The following meta-review was prepared by the program committee for the 2025 IEEE Symposium on Security and Privacy (S&P) as part of the review process as detailed in the call for papers.

## **B.1.** Summary

This paper studies Spectre v2 countermeasures present in recent CPUs from Intel and AMD. After reverse engineering when the CPU's branch predictors use Instruction Pointer (IP) or pattern based prediction, and when the CPU falls back to alternate predictors, the paper proceeds to discuss what branch predictors that are sanitized IBPB and, more importantly, those which are not. The authors then proceed to describe exploits, showing an ASLR break on Intel machines and a kernel read primitive on AMD.

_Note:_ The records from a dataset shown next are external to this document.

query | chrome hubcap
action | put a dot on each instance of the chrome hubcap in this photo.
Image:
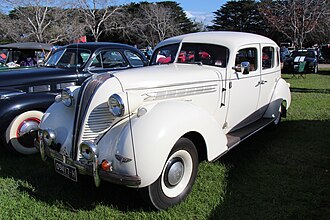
(23, 133)
(174, 172)
(27, 126)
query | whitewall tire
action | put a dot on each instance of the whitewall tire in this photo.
(17, 137)
(177, 178)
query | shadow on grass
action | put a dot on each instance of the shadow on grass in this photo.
(280, 174)
(45, 185)
(305, 90)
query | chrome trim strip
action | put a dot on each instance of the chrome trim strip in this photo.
(175, 84)
(176, 93)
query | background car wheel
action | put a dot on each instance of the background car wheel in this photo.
(177, 178)
(18, 137)
(316, 69)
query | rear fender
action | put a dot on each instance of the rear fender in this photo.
(281, 94)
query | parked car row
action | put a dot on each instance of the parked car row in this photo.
(304, 61)
(18, 55)
(26, 94)
(147, 128)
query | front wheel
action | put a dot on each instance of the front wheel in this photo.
(18, 136)
(177, 178)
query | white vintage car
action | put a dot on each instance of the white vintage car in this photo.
(149, 128)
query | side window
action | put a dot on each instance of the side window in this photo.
(133, 58)
(247, 55)
(109, 59)
(268, 54)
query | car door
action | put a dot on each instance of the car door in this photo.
(244, 88)
(270, 72)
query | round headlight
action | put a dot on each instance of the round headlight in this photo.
(67, 97)
(48, 137)
(116, 105)
(88, 150)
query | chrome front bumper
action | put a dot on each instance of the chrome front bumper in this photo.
(89, 169)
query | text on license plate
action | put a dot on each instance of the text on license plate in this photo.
(66, 170)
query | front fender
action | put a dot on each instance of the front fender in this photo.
(151, 137)
(281, 93)
(15, 105)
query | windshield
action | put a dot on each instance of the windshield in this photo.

## **B.2.** Scientific Contributions

- Provides a Valuable Step Forward in an Established Field
- Identifies an Impactful Vulnerability

## **B.3.** Reasons for Acceptance

- 1) The paper provides a valuable step forward in an established field, by reverse engineering details of opaque prediction structures in modern CPUS. The discovery of how CPUs can fall back to various modes of prediction has the potential to branch off into new research directions on how to do this securely.
- 2) The paper identifies an impactful vulnerability, showing how RSBA is not properly flushed by IBPB, allowing for cross-process attacks despite barriers assuming suitable gadgets exist in the victim code. The security implication of this issue are then demonstrated via exploits, showing an ASLR break and a root password hash recovery on Intel machines and a kernel read primitive on AMD.